Plusieurs facteurs expliquent cette crise que traversent les petits planteurs. Le manque de certaines semences disponibles auprès de l’’Agricultural Marketing Board’, des problèmes d’irrigation exacerbés pendant la période sèche, le vieillissement de la main-d’œuvre, ainsi que la diminution progressive des terres agricoles au profit de projets immobiliers. Une augmentation significative des prix des intrants, tels que les fertilisants et les pesticides, contribue également à la situation.
Les causes
- Pas de fixation des prix pour la vente
Les planteurs regrettent qu’après la récolte des oignons, les prix de vente chutent malgré leurs efforts. « Ban prix la pe tomber nous pas envi planter paski pena profit », déclare l’un d’entre eux. Ils soulignent non seulement l’absence de prix fixe pour la vente, mais également les pertes financières en termes d’investissement. Les petits planteurs investissent considérablement dans leurs plantations, mais cela ne se traduit pas par des bénéfices. Face à cette situation persistante, l’enthousiasme pour cultiver la variété d’oignon « toupie » a considérablement diminué.
- Manque de main d’œuvre
La culture des oignons n’est plus aussi attrayante qu’auparavant. Les planteurs sont découragés en raison du manque de main-d’œuvre dans le secteur. Les jeunes ne montrent aucun intérêt pour ce domaine, préférant des emplois plus faciles pour gagner de l’argent rapidement. Personne ne semble s’intéresser à la culture de l’oignon « toupie ». Ce manque de main-d’œuvre n’a pas encore été résolu, et les petits planteurs sont affectés non seulement par le coût élevé de la main-d’œuvre, mais aussi par la rareté de travailleurs qualifiés.
- Manque du soutien du gouvernement
Les planteurs affirment mener une lutte pour préserver cette culture locale, mais regrettent le manque de soutien gouvernemental. Ils expliquent que cette situation n’est pas nouvelle et que l’industrie risque de disparaître si elle continue d’être négligée.

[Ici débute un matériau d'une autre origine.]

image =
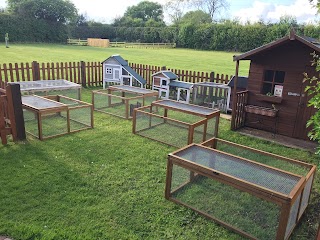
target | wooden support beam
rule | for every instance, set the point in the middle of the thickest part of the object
(15, 111)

Les rencontres régulières avec les planteurs pour discuter de leurs problèmes ont disparu, et les politiciens ne se manifestent qu’avant les élections. Les initiatives visant à redresser le secteur agricole sont devenues rares, donnant l’impression que le gouvernement n’est plus engagé dans ce domaine. Malgré les nombreuses doléances exprimées, aucune action concrète n’est entreprise.
- Hausse des prix des fertilisants
La hausse des prix des fertilisants est également un facteur qui pousse les planteurs à abandonner leurs exploitations. Bien que le gouvernement annonce des mesures d’aide lors des séances budgétaires, la mise en œuvre de ces mesures prend trop de temps. Autrefois, les planteurs achetaient des fertilisants à des prix permettant des récoltes rentables. Actuellement, les prix exorbitants ne correspondent plus aux rendements escomptés. Bien que les planteurs aient lancé un appel au gouvernement et au ministère de l’Agriculture pour trouver une solution, ils restent dans l’attente de mesures concrètes.
- Qualité des semences déplorée
Les planteurs déplorent également la mauvaise qualité des semences d’oignons « toupie ». Mantee, une autre planteuse, explique qu’elle en a acheté auprès de l’’Agricultural Marketing Board’ l’année dernière, mais n’a obtenu aucune récolte. Certains planteurs conservent leurs propres semences, mais cela ne suffit pas. Ils ont demandé à l’AMB d’assurer la qualité, mais en vain. « Ena ceki franchia la so qualité pas trop bon », déclare-t-elle.